Yesterday my horoscope said, “Take your time. Life doesn’t change overnight.” I would like to disagree. Especially in the case that one boards a plane and lands in a small kingdom in the Himalayas, which is exactly what I happen to be doing today. So in this case, life does change, drastically, overnight.
As we drove to the airport I noticed that this time I did not have the old song “Leaving on a Jet Plane” on repeat in my mind. It is true that all my bags are packed and I’m ready to go but by the third trip to Asia in three months some of the romanticism has worn off. The song that has taken over in my mind is now Jim Morrison’s “Light My Fire.” As I approached Inglewood all I heard was, “The time to hesitate is through. No time to wallow in the mire” Since this time last year I have been anticipating this day and everything that is to follow. It feels that the goodbyes have been a long, drawn out process. Since leaving for China several months ago I have been saying goodbye only to return weeks later just in time to say goodbye again. So today from gate 128 in the Tom Bradley terminal at LAX, I say ‘goodbye’ in the physical sense, you won’t see me for a year. But I also say ‘hello’ because by reading my blog you may get more of me than you want.
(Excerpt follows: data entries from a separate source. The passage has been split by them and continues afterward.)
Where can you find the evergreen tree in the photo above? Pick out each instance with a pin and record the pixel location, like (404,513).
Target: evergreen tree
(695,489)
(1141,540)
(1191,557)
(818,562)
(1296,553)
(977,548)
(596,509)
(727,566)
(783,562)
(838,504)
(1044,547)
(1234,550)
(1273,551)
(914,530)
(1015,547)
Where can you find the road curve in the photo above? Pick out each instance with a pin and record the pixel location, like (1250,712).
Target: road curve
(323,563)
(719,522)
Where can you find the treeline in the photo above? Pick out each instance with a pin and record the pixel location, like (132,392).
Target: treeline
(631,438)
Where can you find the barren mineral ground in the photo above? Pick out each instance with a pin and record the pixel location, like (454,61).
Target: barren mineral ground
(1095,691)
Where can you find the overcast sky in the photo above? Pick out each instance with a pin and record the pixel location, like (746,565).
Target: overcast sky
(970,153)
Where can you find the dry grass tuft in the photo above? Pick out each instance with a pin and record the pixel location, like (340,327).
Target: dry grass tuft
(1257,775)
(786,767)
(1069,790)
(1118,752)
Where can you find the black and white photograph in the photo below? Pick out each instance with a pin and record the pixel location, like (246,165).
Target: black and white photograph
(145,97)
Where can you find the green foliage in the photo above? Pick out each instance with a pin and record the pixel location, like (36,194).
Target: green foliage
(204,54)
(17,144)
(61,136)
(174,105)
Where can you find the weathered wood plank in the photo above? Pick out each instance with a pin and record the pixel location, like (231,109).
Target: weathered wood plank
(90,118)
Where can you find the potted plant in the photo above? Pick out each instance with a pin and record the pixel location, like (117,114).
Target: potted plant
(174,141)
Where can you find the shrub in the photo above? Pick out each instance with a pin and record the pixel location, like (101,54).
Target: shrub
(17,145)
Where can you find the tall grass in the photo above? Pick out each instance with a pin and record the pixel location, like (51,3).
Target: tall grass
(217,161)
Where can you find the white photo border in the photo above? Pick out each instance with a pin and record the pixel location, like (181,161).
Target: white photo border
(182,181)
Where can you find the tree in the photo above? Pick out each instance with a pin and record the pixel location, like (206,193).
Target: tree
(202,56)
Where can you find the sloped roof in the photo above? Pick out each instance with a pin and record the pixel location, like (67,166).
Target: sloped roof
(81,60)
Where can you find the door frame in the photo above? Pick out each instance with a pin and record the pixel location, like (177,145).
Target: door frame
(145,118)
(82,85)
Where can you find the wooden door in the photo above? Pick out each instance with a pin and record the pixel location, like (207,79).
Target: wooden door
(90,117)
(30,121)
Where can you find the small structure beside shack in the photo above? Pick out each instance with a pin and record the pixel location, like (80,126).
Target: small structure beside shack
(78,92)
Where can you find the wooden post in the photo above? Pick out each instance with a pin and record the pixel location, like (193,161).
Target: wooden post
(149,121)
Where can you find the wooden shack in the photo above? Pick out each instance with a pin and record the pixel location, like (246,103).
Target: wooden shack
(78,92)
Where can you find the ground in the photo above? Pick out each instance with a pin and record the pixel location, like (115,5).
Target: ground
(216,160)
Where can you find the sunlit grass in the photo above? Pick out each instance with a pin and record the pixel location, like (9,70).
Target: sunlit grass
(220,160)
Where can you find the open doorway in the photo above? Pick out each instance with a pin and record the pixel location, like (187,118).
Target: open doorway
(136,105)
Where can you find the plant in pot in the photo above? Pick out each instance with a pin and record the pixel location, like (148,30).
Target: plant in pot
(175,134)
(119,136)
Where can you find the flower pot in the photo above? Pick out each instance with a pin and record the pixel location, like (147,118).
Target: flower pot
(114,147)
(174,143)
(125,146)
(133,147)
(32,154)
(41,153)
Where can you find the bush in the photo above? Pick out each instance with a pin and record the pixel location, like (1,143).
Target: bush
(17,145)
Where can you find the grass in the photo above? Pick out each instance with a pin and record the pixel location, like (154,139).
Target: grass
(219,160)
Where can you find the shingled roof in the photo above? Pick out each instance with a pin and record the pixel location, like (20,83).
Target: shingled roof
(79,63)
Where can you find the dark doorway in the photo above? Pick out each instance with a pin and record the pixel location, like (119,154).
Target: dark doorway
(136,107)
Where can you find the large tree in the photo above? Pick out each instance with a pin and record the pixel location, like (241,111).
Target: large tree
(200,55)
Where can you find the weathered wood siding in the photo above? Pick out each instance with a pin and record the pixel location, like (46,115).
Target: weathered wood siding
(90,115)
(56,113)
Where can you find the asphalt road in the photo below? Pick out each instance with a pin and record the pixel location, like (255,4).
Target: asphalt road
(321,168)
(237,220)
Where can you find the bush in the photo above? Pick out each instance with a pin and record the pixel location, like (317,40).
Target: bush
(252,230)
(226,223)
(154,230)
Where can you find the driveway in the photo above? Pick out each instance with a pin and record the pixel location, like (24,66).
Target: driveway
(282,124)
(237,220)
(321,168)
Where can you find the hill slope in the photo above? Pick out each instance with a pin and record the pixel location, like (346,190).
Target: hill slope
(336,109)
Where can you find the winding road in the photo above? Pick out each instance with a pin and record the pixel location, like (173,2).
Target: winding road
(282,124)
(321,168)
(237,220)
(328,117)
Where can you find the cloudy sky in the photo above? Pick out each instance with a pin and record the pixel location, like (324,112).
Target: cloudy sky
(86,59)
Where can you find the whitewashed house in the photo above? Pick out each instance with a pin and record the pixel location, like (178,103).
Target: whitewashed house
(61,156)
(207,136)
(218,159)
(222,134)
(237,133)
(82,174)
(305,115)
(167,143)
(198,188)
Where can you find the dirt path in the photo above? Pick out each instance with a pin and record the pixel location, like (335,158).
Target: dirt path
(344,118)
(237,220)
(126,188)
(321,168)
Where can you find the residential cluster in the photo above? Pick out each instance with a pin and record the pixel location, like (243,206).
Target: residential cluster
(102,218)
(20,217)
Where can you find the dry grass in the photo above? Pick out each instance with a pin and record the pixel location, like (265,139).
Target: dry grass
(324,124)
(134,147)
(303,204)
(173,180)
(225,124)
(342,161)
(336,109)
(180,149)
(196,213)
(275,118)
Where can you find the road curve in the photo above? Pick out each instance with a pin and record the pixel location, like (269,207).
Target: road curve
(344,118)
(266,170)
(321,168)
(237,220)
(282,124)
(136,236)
Caitlin likes to remind me that just two years ago while on a bus ride from Brazil to Argentina, I made it perfectly clear that I was highly disinterested in Asia. “I have no need to ever go to the East.” She just reminded me of that yesterday. I didn’t realize then that I had just said that I didn’t want to see the other half of the planet. I think my maturing, (small minded) self was actually acknowledging that I had no context to understand the other half of the world. My roommate from my freshman year in college was from China. Back then I don’t think I could have named a single city in China. One time I thought to ask what her village was like where she grew up. She told me there had been ponds filled with lotus flowers. I didn’t know what a lotus flower was so I didn’t ask any more questions. That mentality was precisely why, when I landed in China several months ago, I felt like I had just discovered another wing in a house I had lived my whole life. Who knew there was so much to be seen, felt, and experienced? I didn’t even know what I had been missing. What if I went my whole life without ever seeing this? This feeling of discovery continued throughout my recent trip to Indonesia and Thailand.
So today I head back to Asia (wasn’t I just there last week?), the place I never thought I had any interest to visit. This time, I go to Bhutan, a country I didn’t know existed last year. The girl checking me in to China Airlines had also never heard of it, along with ninety percent of the world’s population. So now I know that it exists, I can even point it out on a map and tell you that Thimphu, the city where I am living is between 7,000 and 8,000 feet above sea level. I can tell you that a national symbol is the image of a penis, because I read that in the Lonely Planet Guide. I can tell you that my place of employment is The Early Learning Centre, a private school in the capital. I also know that if I sit on the back left side of the plane I may be able to see Everest when we fly over. Beyond that I don’t know much. So along with the theme of this entry, goodbye California. Goodbye to tons upon tons of massive freeways, goodbye to kids on leashes, to In-n-Out (can’t say I’ll miss that), to high rise buildings, to the ocean (that’s a big one), to familiar faces, to a boyfriend, to mass media, to Costco (there is one in Kuala Lumpur if I get desperate for dish soap or cat litter in bulk) and mom and dad. And hello to...Well, I can’t pretend to know. I’ll fill you in when I get there. Miss you already.